Ukraine, facing dismemberment by Putin’s Russia, also has seen the rise internally of the neofascist and anti-Semitic Svoboda movement. The most notable example can be found in France, where the National Front’s Marine Le Pen is leading in the polls to become the Fifth Republic’s next president.

Perhaps the first neoauthoritarian to gain power in Europe, Hungary’s Prime Minister Victor Orban, has suggested that the recession of the past decade marked the end of what he called “the era of liberal democracies.” For Hungary, he claims, inspiration in the future won’t come from America or the rest of the EU, but from such authoritarian countries as China, Russia, Turkey and Singapore.

Far less discussed has been the rising authoritarianism on the Left. President Obama’s excessive use of federal regulations to circumvent troublesome Republicans in Congress demonstrates a new surge of executive and bureaucratic power. After the November election, there is good reason to suspect that, particularly if his party loses the Senate, the president’s approach in his final two years in office will increasingly resemble Louis XIV’s L’etat c’est moi.

If the Right’s authoritarian priorities, including those of some elements aligned with the Tea Party, seek to protect traditional culture, values and the middle classes, the Left favors centralized control to redress wrongs done to selected groups – women, gays, undocumented immigrants – through regulation and taxation. Environmental activists, notably those mobilized around climate change, increasingly despair of addressing their concerns through legislative action, where support is often limited, relying mostly on executive action.

When liberals abandon liberal principles, we lose one of the most important brakes on expanding central power.
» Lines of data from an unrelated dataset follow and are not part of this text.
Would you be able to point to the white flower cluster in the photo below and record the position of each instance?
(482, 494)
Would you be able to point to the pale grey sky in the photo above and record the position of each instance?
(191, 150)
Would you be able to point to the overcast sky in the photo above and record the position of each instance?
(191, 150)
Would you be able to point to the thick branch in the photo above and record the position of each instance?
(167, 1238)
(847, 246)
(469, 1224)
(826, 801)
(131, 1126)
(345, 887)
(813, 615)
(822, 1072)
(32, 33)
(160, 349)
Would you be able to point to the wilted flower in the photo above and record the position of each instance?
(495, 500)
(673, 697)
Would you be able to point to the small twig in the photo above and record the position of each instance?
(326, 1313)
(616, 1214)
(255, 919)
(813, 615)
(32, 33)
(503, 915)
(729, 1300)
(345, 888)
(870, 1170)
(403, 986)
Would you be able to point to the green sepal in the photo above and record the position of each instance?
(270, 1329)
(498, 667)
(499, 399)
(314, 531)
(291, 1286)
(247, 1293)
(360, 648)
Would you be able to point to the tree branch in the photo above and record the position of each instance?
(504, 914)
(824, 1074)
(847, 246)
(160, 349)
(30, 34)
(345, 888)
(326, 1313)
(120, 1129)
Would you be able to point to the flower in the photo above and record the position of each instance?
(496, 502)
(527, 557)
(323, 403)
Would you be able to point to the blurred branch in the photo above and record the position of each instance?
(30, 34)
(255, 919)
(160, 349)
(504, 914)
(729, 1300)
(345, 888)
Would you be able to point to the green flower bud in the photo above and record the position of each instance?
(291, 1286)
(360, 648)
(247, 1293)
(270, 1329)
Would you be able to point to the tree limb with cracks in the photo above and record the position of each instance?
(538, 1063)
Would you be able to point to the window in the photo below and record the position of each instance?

As we can see already in California and other places, decisions on virtually everything about how we live – from transportation, to housing and, most particularly, how we generate energy – are increasingly being made not by our elected representatives but through the administrative bureaucracy. The notion of “checks and balances,” of getting buy-in from the opposition and dissenters in your own party, means little to those who have found the “truth” and are determined to impose it on everyone else.

In some ways, Mussolini, executed by his fellow Italians in 1945, may have been more prescient than his enduring image as a posturing buffoon might suggest. In 1934, Mussolini noted that “as civilization becomes more and more complex, individual freedom is more and more restricted.”This was clearly true in the industrial era, but may also characterize our current transition to a post-industrial, information economy.
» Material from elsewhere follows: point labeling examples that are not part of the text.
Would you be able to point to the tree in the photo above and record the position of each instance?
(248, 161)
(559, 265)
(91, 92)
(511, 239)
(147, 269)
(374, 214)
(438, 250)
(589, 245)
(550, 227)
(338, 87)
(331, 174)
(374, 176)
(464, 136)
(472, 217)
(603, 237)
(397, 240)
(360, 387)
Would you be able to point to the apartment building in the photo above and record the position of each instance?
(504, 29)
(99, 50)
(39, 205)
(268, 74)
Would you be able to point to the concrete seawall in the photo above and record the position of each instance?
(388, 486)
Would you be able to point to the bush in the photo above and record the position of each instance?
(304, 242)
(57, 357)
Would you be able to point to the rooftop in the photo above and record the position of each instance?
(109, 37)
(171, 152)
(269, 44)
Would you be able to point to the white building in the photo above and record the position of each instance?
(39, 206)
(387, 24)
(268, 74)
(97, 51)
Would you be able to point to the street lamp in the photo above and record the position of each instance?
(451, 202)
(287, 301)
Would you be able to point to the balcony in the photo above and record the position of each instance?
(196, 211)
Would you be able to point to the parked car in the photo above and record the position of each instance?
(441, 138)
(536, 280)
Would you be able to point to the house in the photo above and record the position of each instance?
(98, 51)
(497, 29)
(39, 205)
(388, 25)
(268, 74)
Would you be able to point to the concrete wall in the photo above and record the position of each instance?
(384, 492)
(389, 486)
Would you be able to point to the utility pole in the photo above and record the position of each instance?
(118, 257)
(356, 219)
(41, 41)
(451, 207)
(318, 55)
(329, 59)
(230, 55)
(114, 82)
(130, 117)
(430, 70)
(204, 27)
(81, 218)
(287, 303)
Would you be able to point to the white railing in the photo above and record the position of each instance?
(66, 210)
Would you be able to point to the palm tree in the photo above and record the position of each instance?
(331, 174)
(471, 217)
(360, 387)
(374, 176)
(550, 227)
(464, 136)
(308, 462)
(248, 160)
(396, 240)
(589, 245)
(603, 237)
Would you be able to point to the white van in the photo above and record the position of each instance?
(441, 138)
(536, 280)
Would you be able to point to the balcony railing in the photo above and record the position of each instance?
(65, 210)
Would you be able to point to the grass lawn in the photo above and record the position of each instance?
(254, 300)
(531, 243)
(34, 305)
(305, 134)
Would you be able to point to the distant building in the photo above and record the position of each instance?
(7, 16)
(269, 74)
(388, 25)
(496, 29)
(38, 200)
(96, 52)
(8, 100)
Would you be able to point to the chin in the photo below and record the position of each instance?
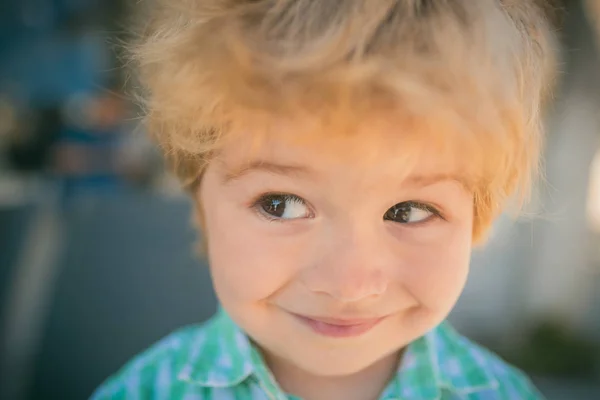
(333, 363)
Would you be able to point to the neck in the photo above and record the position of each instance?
(367, 384)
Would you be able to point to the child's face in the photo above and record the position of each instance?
(330, 254)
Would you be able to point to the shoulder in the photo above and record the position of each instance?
(154, 373)
(483, 374)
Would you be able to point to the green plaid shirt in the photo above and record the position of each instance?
(216, 361)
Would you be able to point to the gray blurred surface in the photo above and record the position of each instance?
(127, 278)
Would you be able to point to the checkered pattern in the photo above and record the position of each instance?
(216, 361)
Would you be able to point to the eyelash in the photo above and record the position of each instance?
(255, 206)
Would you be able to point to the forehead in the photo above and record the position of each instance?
(383, 149)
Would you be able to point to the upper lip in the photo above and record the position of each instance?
(342, 321)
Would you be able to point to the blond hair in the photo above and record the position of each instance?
(210, 67)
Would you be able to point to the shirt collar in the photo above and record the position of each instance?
(441, 359)
(222, 356)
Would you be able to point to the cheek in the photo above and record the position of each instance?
(437, 275)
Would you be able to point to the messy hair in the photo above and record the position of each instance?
(476, 72)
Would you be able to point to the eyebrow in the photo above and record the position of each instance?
(428, 180)
(289, 170)
(265, 166)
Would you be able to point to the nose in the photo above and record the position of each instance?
(350, 268)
This view diverges from the popular wisdom that information technology is inherently liberating. The visionary MIT analyst Nicholas Negroponte maintained that “digital technology” could turn into “a natural force drawing people into greater world harmony.”

It turns out that technology is not liberating by itself and can be corralled just as easily for authoritarian purposes. The media’s emphasis on young people posting on Facebook in places like Egypt, Iran and Russia gave us a false impression of how those societies operate. Governmental suppression and organized violence subsequently proved more powerful than digital technology. Smartphones, the Internet and the increasing reach of information technology are not sufficient to spawn conditions for pluralistic democracy. As anyone who spends time in China can attest, great things can be achieved without fundamental individual freedom.

The sad truth is that we may be entering an era where classical liberalism – market capitalism, freedom of speech and safety from government intrusion – may be somewhat in retreat. As during most of world history, pluralistic democracy remains a fragile achievement that thrives only in a relative handful of places. For that reason, we need – more than ever – to cherish it.